Ser brasileiro é ser uma parte de um sistema de relações étnico-raciais

———-(* Vera Laconelli)———-

Há um campo de tensões que chamamos Brasil e que se forma a partir dos povos originários, que já estavam no território mas não eram brasileiros, pois o país ainda não existia; dos primeiros europeus que chegaram para dominar a terra habitada; dos africanos trazidos à força; dos europeus, árabes e asiáticos que aportaram —e aportam— em múltiplas ondas migratórias.

Nas relações de tensão dentro desse campo, deve-se incluir o tesão transformado em violência entre os diferentes corpos, como nos lembra a antropóloga e grande interlocutora da psicanálise Lélia Gonzalez.

Ser brasileiro é ser apenas uma parte desse sistema aberto de relações étnico-raciais. Alguns de nós ouvem: “Você é brasileiro? Não parece?!”. Mas, afinal, brasileiro parece com o quê?

O negro, símbolo da mestiçagem, é considerado “a cara” do país, mas é, sintomaticamente, colocado no lugar de cidadão de segunda classe. O indígena é o “exótico” e se não estiver coberto de penas é tido como falso. O branco, que controla as narrativas sobre a formação do Brasil, sonha em ser tudo, menos brasileiro. A ascendência asiática e árabe é usada para desqualificar a brasilidade.
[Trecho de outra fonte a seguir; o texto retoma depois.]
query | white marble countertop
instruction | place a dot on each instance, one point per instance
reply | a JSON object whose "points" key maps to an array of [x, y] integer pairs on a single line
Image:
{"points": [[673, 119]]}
A título de exemplo, lembremos que o Brasil tem o maior número de descendentes de japoneses fora do Japão. São jovens que não falam japonês, dificilmente visitaram o país de seus antepassados e caíram no samba e na feijoada há mais de um século, mas continuam a ser chamados de “japas” pelo fenótipo, não importando se são netos de coreanos, de chineses…

Brasileiro é negro, é índio, é amarelo, é branco?
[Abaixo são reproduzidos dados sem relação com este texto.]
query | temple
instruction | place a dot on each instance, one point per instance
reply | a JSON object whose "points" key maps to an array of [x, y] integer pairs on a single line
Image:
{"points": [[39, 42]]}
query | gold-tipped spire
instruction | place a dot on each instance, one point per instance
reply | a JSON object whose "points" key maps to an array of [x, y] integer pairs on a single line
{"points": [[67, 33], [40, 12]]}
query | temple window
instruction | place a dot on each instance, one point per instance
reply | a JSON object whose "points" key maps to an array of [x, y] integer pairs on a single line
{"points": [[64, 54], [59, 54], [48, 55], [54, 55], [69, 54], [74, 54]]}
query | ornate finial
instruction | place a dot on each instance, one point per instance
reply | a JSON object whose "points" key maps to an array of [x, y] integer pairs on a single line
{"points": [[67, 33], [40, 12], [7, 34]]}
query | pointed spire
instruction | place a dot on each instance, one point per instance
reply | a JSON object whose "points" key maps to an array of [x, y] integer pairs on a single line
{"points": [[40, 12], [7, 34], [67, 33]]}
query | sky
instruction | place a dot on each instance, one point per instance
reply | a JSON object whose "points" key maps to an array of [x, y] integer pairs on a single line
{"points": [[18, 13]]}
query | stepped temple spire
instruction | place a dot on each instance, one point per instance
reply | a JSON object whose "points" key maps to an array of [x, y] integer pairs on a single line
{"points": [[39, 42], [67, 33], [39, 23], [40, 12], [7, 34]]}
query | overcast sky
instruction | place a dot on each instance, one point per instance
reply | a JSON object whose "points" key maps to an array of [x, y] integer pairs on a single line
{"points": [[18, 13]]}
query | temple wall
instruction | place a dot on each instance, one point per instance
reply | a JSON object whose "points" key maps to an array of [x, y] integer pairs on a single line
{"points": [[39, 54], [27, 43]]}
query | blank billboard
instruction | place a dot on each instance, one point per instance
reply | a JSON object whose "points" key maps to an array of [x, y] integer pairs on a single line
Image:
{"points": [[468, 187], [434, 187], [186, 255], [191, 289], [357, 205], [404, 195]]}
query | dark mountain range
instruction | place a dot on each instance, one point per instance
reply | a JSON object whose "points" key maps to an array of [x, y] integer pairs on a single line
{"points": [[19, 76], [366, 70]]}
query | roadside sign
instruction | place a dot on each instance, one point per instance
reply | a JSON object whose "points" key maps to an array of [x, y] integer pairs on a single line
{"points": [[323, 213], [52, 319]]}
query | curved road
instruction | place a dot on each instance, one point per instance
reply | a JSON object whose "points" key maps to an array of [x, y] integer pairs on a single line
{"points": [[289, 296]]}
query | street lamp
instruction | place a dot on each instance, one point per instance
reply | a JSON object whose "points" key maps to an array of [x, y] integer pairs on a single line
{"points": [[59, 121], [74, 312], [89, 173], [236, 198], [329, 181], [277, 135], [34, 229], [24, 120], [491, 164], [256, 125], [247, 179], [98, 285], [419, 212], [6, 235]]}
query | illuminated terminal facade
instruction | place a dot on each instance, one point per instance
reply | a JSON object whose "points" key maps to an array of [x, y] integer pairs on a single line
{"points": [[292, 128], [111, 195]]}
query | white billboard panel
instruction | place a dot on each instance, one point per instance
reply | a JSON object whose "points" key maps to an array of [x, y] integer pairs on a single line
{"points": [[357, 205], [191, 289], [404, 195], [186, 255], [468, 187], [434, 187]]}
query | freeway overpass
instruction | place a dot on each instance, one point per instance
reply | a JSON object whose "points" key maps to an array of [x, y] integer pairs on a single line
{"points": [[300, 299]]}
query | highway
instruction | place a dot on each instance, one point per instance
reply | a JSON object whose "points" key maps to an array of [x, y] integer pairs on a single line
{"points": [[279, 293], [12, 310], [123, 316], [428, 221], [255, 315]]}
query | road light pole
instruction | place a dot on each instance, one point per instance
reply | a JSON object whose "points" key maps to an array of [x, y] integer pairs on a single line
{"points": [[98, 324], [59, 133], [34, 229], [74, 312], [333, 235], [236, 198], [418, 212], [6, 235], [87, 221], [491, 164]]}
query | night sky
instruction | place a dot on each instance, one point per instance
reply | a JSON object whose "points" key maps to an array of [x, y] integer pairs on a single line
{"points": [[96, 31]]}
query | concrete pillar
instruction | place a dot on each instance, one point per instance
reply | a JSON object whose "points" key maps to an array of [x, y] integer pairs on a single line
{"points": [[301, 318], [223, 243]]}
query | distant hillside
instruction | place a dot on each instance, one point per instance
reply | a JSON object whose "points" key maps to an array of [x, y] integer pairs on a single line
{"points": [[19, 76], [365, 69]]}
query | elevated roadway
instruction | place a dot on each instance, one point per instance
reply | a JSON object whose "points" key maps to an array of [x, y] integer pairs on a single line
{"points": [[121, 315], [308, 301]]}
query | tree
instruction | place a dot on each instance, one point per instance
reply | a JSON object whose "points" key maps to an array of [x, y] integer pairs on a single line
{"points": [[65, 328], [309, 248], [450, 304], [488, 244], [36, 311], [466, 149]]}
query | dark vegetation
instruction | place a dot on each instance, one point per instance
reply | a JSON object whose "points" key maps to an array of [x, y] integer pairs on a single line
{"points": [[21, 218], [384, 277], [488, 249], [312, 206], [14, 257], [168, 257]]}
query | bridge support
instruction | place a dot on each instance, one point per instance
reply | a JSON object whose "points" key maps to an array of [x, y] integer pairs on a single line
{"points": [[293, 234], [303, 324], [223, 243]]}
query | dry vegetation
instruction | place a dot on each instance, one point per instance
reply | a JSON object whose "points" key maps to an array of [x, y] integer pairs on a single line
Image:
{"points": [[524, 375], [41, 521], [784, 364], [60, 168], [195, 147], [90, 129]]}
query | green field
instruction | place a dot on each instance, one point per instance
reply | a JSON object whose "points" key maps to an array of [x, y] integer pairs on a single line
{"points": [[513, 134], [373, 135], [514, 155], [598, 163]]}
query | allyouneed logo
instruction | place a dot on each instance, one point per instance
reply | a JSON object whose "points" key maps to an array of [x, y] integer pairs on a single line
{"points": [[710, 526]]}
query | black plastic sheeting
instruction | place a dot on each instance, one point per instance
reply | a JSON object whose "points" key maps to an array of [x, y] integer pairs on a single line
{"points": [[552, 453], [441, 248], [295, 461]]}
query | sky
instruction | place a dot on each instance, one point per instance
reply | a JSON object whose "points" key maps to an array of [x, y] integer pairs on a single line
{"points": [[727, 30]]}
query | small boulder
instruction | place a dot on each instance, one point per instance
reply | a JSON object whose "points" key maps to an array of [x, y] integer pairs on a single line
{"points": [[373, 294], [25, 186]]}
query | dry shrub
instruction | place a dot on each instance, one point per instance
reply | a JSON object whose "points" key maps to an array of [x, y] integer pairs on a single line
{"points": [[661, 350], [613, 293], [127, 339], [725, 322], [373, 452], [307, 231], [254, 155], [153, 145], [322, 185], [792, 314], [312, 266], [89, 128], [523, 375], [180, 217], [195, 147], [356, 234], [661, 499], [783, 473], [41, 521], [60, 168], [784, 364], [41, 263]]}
Até aqui, somos o resultado do que se passou entre todos esses grupos e também o resultado da negação da história e da cultura dos dois primeiros. No caso de indígenas e negros, a ancestralidade precisa ser resgatada em cada detalhe. Para os brancos cabe reconhecer uma história comum que descaracteriza sua ancestralidade. Não se trata de negá-la, mas de retificá-la.
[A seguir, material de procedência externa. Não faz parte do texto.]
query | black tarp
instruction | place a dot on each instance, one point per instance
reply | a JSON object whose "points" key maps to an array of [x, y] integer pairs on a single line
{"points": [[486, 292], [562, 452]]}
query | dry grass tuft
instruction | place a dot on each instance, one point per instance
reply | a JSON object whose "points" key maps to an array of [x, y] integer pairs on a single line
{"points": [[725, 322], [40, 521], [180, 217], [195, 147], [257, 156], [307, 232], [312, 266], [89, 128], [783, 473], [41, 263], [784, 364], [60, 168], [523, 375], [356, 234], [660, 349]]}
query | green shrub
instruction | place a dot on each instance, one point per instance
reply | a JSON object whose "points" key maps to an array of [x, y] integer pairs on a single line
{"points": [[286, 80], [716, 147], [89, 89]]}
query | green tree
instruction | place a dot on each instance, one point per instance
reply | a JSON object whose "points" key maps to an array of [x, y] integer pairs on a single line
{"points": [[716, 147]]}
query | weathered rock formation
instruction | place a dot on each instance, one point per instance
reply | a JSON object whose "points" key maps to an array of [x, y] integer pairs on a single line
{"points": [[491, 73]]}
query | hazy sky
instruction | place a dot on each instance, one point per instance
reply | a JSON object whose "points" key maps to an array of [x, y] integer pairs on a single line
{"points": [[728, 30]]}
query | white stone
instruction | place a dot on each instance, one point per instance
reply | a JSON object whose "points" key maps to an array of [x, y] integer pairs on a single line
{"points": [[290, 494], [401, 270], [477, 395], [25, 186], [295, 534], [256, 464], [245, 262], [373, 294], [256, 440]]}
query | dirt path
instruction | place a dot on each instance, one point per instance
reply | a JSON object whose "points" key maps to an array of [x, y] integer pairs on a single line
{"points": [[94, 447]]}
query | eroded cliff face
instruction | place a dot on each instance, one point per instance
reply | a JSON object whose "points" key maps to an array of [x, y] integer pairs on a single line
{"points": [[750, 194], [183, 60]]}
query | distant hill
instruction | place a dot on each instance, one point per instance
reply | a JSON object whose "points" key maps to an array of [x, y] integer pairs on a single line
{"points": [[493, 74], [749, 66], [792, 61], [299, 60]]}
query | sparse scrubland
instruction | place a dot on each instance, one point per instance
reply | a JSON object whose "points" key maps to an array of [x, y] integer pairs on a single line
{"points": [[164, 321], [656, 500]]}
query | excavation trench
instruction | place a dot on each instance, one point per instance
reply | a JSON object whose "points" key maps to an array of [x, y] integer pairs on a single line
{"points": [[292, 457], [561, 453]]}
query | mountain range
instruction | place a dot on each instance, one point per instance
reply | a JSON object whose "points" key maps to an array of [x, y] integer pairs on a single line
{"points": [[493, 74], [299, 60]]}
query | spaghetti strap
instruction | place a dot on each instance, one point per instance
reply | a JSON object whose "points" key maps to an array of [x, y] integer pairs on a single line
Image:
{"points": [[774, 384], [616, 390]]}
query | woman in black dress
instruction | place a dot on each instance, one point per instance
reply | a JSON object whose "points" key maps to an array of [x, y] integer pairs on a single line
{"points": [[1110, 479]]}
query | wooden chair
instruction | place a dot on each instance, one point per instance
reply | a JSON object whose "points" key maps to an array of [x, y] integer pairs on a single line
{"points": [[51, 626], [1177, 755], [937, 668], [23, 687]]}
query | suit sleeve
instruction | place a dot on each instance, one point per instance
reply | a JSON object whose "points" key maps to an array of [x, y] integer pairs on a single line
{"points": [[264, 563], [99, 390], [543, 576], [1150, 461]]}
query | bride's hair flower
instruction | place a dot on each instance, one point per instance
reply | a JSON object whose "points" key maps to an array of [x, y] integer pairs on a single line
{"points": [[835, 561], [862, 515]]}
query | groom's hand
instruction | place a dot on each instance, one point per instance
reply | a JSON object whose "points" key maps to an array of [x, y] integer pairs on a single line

Quando estou na Itália, terra dos meus avós —que só conheci depois de adulta—, os ecos da história da minha família se fazem ouvir, mas não me reconheço italiana. Foi no terreiro de umbanda que batizei minha filha, minha música é MPB e não acho que massa seja a panaceia da culinária. Tive o privilégio de conhecer as pegadas dos que me antecederam até para me dar ao luxo de entender que não me identifico com eles.

Não se passa o mesmo com negros e indígenas. Está em cartaz no Sesc Belenzinho a exposição “Dos Brasis“, com belíssima curadoria de Igor Simões, Lorraine Mendes e Marcelo Campos e montagem primorosa. Ali se recupera uma parte da brasilidade negra que não vimos nas décadas em que passamos confinados aos bancos escolares e nas quais nos martelaram uma versão histórica alijada de seus fundamentos. O sistema de relações étnico-raciais que nos compõe sempre foi achatado por uma narrativa pálida e falaciosa.

Saímos da exposição arrebatados pela violência, mas também pela grandeza. Ela está montada de tal forma que as crianças circulam alegremente pelo local sem se dar conta de tudo o que está em jogo. Ali recuperamos traços de uma nacionalidade comum.

Não dá para ser brasileiro sem ter sido atravessado pela exuberância natural dessa terra que foi invadida para fins extrativistas e que só por acidente tornou-se país. O único mérito que poderíamos receber por viver num lugar tão lindo seria por nossa capacidade de preservá-lo. Não é o caso.

Ser brasileiro é um tipo de descentramento, um tipo de vertigem. Se pudéssemos bancar isso, seríamos o país do futuro, pois não há nada que o mundo precise mais do que povos que reconheçam sua incompletude e que se abram à alteridade.

(* Vera Laconelli, publicado na FSP).